Assume we have a linearly separable data set.
- w is a set of weights [w0, w1, w2, ...] where w0 is a bias.
- x is a set of input parameters [x0, x1, x2, ...] where x0 is fixed at 1 to accommodate the bias.
At iteration t, where t = 0, 1, 2, ...,
- w(t) is the set of weights at iteration t.
- x(t) is a misclassified training example.
- y(t) is the target output of x(t) (either -1 or 1).
Why does this update rule move the boundary in the right direction?
The perceptron's output is the hard limit of the dot product between the instance and the weight. Let's see how this changes after the update. Since
w(t + 1) = w(t) + y(t)x(t),
then
x(t) ⋅ w(t + 1) = x(t) ⋅ w(t) + x(t) ⋅ (y(t) x(t)) = x(t) ⋅ w(t) + y(t) [x(t) ⋅ x(t))].
Note that:
- By the algorithm's specification, the update is only applied if x(t) was misclassified.

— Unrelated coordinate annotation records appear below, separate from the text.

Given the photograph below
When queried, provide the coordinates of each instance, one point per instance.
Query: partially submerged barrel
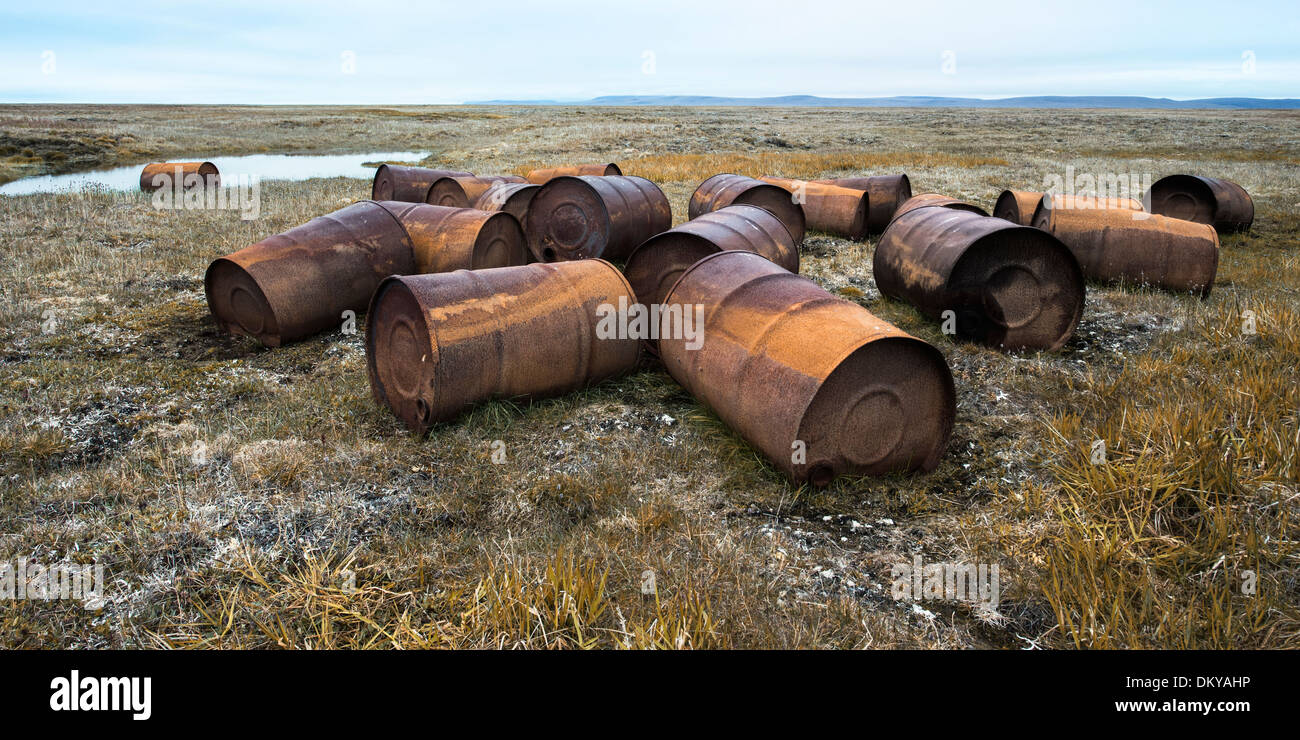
(723, 190)
(1143, 249)
(464, 191)
(438, 343)
(169, 173)
(1222, 203)
(546, 174)
(1008, 286)
(1017, 206)
(840, 211)
(459, 238)
(818, 384)
(299, 282)
(657, 264)
(408, 184)
(510, 197)
(927, 199)
(885, 193)
(590, 216)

- By the definition of the dot product, x(t) ⋅ x(t) ≥ 0.
How does this move the boundary relative to x(t)?
- If x(t) was correctly classified, then the algorithm does not apply the update rule, so nothing changes.
- If x(t) was incorrectly classified as negative, then y(t) = 1. It follows that the new dot product increased by x(t) ⋅ x(t) (which is positive). The boundary moved in the right direction as far as x(t) is concerned, therefore.
- Conversely, if x(t) was incorrectly classified as positive, then y(t) = -1. It follows that the new dot product decreased by x(t) ⋅ x(t) (which is positive). The boundary moved in the right direction as far as x(t) is concerned, therefore.